Restrict Operations On Database Through Repository

Question

I have implemented Unit of Work and Repository pattern with Entity Framework. A sample operation is shown below:

public T GetById(int id)
{
     return _context.Set<T>().Find(id);
}

So if I wanted to bring a record with id 12 and only StudentName column. I cannot do that using the above method as all columns will be pulled which I could have done using Linq like below:

Student get = context.Students
                    .Where(s => s.Id = 12)
                    .Select(s => new { StudentName = Name })
                    .SingleOrDefault();

Currently, I am returning an IQueryable from the repository like below to make above aforementioned scenario work:

public IQueryable<T> Query() 
{
    IQueryable<T> query = dbset;
    return query;
}

which makes the point of having a Repository to null anyway because I cannot restrict operations on database now. I have to query like below:

Student get = _uow.Students
                 .Query()
                 .Where(s => s.Id = 12)
                 .Select(s => new { StudentName = Name })
                 .SingleOrDefault();

Any suggestions on how to improve this situation or other opinions are required please.

Answer 1

I would argue that you are worried about restricting operations at the wrong layer; the Repository. Assuming your Repositories are supposed to abstract away the details of your DB and Entity Framework, I think this is too low of a level to do what you want.

If you have a Repo per DB table, and a class per query result type (direct SQL/EF or DB View), it doesn't make sense to introduce another layer of abstraction here.
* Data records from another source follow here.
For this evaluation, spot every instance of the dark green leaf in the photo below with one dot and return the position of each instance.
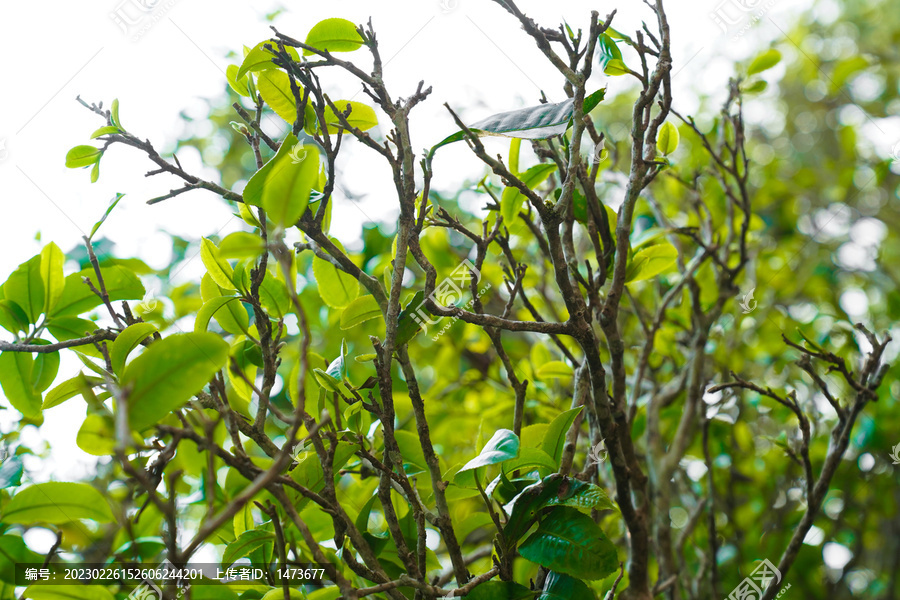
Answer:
(568, 541)
(512, 198)
(244, 544)
(555, 438)
(558, 586)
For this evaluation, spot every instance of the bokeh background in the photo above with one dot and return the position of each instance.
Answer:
(825, 158)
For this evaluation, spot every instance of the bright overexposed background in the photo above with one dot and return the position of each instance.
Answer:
(473, 54)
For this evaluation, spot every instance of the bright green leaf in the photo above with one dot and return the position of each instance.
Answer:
(82, 156)
(168, 373)
(360, 310)
(667, 139)
(128, 340)
(333, 35)
(56, 502)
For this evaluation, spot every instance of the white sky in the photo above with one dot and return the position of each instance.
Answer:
(471, 52)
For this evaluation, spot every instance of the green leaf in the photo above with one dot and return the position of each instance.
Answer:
(411, 449)
(52, 260)
(77, 297)
(240, 86)
(667, 139)
(245, 544)
(16, 370)
(559, 586)
(616, 67)
(82, 156)
(511, 200)
(568, 541)
(555, 437)
(105, 130)
(11, 473)
(409, 321)
(112, 205)
(114, 113)
(217, 267)
(25, 287)
(275, 88)
(127, 341)
(70, 328)
(227, 319)
(755, 87)
(533, 123)
(610, 56)
(359, 311)
(67, 592)
(361, 116)
(515, 146)
(764, 61)
(241, 244)
(44, 368)
(168, 373)
(530, 459)
(274, 297)
(254, 188)
(336, 288)
(333, 35)
(260, 58)
(503, 446)
(500, 590)
(309, 472)
(285, 194)
(553, 490)
(56, 502)
(69, 389)
(651, 261)
(12, 317)
(326, 381)
(97, 435)
(554, 369)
It would be better to do this at the next layer up, or whatever is handling your transactional boundaries.

To demonstrate, here is a more concrete example:

Given a Student DB table:

TABLE Student
    PK Id int
    COLUMN Name string
    COLUMN SecretData string

Your StudentRepo should always return instance(s) of a Student class:

public class Student
{
    public int Id { get; set; }
    public string Name { get; set; }
    public string SecretData { get; set; }
}

Then the layer that utilizes your repo(s) should handle your transactions (potentially across multiple repos/operations) and map its results to a Domain entity. Your domain entity can include only the fields which you want to surface. You can create specialized domain entites for each purpose you need.

public class DomainStudent
{
    public int Id { get; private set; } // prevent attempts to change Ids on domain entities
    public string Name { get; set; }
}

public class DomainStudentWithSecret
{
    public int Id { get; private set; }
    public string Name { get; set; }
    public string SecretData { get; set; }
}

And to expand on why you would want to handle this kind of mapping and transactional boundaries outside of your Repository code: these things are best left to code which can operate across many DB tables. Often you need to take the result of two separate SQL queries and map the result to a single domain entity. Or sometimes, you want to roll back a transaction (or not execute subsequent SQL) if an initial query fails. I find it best to keep the Repos/DAOs working on a single table/view/sproc (DB entity) to abstract away the details of the Db engine and have domain-layer classes handle the heavy lifting of how to make sense of the data. If you need complex SQL queries with many JOINs, consider creating a view so you can work with the data like any other table.